Considered Africa’s premier musicologist, he was widely acknowledged as the most published and best known authority on African music and aesthetics in the world, with more than 200 publications and 80 musical compositions to his credit.
The, innovator of 6/8 time signature for African rhythm, was born on June 22, 1921, in the Ashanti Region Town of Mampong.
He received his education in prestigious institutions across the world, including the University of London, Birkbeck College, the Trinity School of Music and the famous Julliard School, where he studied Musicology and Composition.
He was a professor of music at UCLA and the University of Pittsburgh in the United States of America. He also lectured there at Harvard University, Stanford as well as the China Conservatory of Music in Beijing. He was also an emeritus professor at the University of Ghana.
Prof. Nketia’s concept and interpretation of African rhythm is deemed influential in academia and performance around the world.
“His innovation of 6/8 time was widely used by scholars to transcribe African music, whereas composers active in the country almost exclusively write in this time signature,” according to experts in his field.
He received several awards, including the Companion of the Order of the Star of Ghana, the Grand Medal of the Government of Ghana (Civil Division) and the IMC-UNESCO Prize for Distinguished Service to Music.

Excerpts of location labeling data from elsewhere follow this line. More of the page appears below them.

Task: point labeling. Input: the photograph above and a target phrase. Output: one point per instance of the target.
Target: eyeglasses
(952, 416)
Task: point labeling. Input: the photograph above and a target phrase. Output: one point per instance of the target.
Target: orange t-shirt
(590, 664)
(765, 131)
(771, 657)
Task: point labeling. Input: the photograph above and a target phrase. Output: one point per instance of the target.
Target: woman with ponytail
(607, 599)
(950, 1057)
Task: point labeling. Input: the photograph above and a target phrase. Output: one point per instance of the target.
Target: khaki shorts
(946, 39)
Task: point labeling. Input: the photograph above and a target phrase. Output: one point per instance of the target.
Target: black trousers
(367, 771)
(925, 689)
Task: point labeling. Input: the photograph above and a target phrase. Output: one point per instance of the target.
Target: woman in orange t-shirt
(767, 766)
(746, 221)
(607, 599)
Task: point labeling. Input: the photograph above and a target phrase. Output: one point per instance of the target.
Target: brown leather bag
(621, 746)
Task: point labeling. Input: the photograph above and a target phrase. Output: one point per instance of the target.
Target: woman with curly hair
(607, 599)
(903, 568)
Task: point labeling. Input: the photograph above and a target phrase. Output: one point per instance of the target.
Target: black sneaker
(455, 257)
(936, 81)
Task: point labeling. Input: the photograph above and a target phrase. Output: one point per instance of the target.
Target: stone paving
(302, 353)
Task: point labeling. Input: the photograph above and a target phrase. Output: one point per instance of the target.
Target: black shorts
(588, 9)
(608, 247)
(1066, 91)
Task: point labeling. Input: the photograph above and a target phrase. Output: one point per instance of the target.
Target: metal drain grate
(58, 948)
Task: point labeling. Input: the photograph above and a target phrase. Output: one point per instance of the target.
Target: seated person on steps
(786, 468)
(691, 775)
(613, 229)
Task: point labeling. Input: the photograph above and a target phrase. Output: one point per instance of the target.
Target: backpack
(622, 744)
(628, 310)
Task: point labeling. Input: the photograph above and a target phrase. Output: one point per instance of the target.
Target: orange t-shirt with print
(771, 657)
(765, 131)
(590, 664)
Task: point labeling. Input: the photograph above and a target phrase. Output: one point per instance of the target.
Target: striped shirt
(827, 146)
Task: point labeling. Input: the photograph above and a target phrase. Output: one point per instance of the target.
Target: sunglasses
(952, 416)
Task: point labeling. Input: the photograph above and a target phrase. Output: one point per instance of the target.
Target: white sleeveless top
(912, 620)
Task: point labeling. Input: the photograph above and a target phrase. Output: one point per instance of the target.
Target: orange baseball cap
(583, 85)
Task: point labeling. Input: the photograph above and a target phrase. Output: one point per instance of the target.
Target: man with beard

The Nketia Music Foundation was established in 2009, “to promote the conservation and development of Ghana’s Creative Legacy in contemporary contexts, and the use of his works and that of other composers for the development and growth of music and culture”.
Some of his works are Volta Fantasy, Voice of the Forest, Acadia and Adams Kontron.
His outstanding stature and influence was highly esteemed across generations.